How does a Relational Database Work ? [Part 1]

Malo Le Goff
4 min readJun 20, 2021

This article is the first of a series in which we’ll talk about the workings of Relational Database Management Systems (RDBMS)
In fact, RDBMS such as PostgreSQL, MySQL, …. are widely used today and among the most complete software architecture in use. They are the result of decades of research and optimization. Yet, they are used as black boxes by most users.
This article aims to explain why we use a database in the first place and how does the database store the data

Before diving in, I just want to make a quick refresher :
People often get confused between the DBMS and the DB, just to be clear : A Relational Database Management System is a piece of software that is supposed to manage (hence the name) a relational database.
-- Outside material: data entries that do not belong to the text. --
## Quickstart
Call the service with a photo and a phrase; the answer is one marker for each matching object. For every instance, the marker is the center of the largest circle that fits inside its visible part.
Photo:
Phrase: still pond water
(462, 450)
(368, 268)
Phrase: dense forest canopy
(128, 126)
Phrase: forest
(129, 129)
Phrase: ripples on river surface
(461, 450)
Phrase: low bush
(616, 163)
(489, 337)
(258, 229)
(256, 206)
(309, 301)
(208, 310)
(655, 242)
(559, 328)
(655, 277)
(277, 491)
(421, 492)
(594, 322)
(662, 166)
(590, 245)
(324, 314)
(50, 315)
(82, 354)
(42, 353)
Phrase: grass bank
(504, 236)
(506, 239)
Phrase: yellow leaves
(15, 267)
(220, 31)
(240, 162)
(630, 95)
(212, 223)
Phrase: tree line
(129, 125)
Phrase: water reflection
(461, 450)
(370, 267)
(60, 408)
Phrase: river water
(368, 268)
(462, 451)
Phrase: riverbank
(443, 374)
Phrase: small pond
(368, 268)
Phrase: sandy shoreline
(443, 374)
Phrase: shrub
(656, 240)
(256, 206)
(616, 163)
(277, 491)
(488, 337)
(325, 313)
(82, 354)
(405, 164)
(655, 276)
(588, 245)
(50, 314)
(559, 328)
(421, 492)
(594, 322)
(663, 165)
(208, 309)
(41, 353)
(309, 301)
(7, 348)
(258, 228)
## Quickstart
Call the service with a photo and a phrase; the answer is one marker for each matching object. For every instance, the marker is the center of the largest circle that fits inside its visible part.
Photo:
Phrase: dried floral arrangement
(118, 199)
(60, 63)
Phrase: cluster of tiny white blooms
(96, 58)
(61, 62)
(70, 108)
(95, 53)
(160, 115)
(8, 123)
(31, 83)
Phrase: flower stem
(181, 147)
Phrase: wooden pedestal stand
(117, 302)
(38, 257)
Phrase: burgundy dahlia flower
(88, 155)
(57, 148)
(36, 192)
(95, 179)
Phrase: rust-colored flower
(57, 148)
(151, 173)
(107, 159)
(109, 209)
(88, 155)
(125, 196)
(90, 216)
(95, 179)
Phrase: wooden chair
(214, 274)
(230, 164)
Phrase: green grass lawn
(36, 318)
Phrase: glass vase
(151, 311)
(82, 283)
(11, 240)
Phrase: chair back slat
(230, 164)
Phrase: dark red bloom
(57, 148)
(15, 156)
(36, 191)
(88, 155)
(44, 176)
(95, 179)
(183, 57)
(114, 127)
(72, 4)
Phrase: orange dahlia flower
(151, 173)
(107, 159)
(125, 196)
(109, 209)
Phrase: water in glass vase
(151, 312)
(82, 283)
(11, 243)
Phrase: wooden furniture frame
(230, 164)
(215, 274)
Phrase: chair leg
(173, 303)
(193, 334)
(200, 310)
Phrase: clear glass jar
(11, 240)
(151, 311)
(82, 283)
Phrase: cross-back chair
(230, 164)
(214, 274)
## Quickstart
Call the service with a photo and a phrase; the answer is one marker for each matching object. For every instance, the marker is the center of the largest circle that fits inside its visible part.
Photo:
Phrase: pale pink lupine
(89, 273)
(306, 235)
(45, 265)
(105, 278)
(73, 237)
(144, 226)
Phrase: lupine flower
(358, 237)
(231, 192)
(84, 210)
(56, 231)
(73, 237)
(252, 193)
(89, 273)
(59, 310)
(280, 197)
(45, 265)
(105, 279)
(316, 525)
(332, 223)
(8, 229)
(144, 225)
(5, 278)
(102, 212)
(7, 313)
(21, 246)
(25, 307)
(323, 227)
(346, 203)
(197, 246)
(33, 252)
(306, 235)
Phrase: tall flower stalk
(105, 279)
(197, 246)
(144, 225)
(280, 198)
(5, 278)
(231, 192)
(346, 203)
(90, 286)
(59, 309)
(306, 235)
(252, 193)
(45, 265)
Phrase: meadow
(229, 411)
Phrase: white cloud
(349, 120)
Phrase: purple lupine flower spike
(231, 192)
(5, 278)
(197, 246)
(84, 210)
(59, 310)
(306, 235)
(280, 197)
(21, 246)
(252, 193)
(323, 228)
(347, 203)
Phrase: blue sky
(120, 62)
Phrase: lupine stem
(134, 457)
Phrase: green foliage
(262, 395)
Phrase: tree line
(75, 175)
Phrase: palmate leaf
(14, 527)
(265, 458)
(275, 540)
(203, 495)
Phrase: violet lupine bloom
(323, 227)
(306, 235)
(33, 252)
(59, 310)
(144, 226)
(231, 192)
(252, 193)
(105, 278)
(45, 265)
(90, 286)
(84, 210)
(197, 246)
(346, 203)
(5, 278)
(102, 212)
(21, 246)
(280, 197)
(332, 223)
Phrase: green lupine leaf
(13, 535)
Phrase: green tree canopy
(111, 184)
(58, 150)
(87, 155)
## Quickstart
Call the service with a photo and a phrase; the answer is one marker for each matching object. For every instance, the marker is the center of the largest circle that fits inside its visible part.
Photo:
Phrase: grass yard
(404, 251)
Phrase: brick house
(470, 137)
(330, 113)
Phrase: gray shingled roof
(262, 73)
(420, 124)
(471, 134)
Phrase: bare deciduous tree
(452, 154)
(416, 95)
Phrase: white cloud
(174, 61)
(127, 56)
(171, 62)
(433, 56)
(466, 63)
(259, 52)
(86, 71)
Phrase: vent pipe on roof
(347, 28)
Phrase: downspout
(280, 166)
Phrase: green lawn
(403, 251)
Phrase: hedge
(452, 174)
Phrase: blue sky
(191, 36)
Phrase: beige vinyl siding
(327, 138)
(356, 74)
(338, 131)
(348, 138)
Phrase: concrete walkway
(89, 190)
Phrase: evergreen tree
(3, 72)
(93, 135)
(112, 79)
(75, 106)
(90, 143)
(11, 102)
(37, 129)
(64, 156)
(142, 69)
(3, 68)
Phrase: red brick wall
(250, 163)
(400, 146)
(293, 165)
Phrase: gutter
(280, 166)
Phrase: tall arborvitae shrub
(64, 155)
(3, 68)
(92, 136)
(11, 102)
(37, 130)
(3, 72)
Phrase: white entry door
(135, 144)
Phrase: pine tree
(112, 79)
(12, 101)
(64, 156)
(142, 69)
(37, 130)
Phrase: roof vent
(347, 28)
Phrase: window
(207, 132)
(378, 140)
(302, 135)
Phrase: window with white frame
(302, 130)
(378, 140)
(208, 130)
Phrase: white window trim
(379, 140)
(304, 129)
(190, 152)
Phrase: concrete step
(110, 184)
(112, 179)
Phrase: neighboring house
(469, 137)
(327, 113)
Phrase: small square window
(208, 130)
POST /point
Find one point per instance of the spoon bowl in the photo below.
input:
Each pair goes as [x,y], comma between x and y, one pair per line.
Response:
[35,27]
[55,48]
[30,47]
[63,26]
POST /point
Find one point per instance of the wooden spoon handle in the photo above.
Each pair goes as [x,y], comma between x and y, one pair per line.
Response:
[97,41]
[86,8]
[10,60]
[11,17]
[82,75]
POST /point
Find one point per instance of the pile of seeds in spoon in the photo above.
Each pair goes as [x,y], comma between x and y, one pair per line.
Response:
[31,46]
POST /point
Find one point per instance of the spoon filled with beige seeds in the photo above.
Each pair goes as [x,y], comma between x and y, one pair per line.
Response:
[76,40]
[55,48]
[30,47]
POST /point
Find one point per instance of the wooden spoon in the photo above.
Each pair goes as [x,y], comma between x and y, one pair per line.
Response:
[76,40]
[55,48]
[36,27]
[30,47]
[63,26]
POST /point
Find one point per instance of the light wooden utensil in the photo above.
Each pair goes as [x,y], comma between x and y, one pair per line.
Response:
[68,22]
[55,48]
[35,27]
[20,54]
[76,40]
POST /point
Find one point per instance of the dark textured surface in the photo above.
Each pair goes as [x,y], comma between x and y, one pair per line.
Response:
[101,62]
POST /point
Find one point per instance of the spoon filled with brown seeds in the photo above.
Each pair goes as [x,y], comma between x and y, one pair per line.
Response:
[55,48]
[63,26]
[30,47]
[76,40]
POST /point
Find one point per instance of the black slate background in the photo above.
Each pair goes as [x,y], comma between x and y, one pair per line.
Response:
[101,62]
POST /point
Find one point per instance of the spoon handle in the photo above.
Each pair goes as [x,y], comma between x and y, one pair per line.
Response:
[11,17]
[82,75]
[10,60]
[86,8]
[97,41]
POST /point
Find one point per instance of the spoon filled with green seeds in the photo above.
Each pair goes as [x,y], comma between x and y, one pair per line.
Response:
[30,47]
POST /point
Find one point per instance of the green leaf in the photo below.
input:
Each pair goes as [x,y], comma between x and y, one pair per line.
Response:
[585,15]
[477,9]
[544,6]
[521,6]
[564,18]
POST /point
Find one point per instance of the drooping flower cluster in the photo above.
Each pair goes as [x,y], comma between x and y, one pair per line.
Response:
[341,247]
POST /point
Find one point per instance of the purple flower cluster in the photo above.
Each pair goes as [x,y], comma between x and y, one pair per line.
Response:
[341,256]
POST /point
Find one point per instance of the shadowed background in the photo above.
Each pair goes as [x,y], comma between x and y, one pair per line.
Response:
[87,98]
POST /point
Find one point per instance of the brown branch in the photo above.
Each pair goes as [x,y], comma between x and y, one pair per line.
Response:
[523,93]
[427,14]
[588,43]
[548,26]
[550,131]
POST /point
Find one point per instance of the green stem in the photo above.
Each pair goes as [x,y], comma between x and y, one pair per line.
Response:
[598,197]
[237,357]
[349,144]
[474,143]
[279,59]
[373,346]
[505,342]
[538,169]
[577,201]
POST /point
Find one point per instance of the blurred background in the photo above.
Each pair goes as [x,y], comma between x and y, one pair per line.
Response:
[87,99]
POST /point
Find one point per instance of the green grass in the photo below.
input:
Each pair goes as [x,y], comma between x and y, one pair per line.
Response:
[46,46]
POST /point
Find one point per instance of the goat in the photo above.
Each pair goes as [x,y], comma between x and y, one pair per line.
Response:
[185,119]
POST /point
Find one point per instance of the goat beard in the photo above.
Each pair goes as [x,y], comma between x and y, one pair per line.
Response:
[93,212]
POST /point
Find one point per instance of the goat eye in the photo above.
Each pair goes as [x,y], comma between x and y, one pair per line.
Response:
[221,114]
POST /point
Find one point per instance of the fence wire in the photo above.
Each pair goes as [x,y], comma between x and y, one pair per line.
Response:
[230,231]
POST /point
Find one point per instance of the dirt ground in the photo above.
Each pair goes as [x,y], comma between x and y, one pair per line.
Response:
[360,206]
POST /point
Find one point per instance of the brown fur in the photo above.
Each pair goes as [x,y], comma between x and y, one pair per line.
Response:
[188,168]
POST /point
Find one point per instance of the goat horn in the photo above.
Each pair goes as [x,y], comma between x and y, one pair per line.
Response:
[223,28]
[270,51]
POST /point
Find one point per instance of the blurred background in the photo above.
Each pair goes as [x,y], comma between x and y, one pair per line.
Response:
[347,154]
The DB itself is just the cluster of data
Examples : MySQL, PostgreSQL, … these are all RDBMS.

I. Why do we need a Database in the first place ?

First thing first, why do we need a DB and a DBMS to store data ? After why not just store everything in spreadsheets

Because databases coupled with DBMS are a convenient way to :

  • Manage large amounts of data, it would be much more complicated with spreadsheets. Indeed, with a lot of rows, the spreadsheet would just be so slow we could not use it anymore. Whereas with the DB, we have plenty of tools to deal with large datasets like indexing, partitioning and clustering
  • Implement checks, constraints, … to make sure the data is correct
  • Update data with a DML (Data Manipulation Language) such as SQL.
  • With the correct design, we can ensure data integrity and minimize redundancy
  • Fetch data from the database, done with DQL (Data Query Language)
  • Enforce the ACID properties
  • Handle fault-tolerance and concurrency

And so on, there are still plenty of reasons to use a DBMS rather than a bunch of spreadsheets but I will stop here.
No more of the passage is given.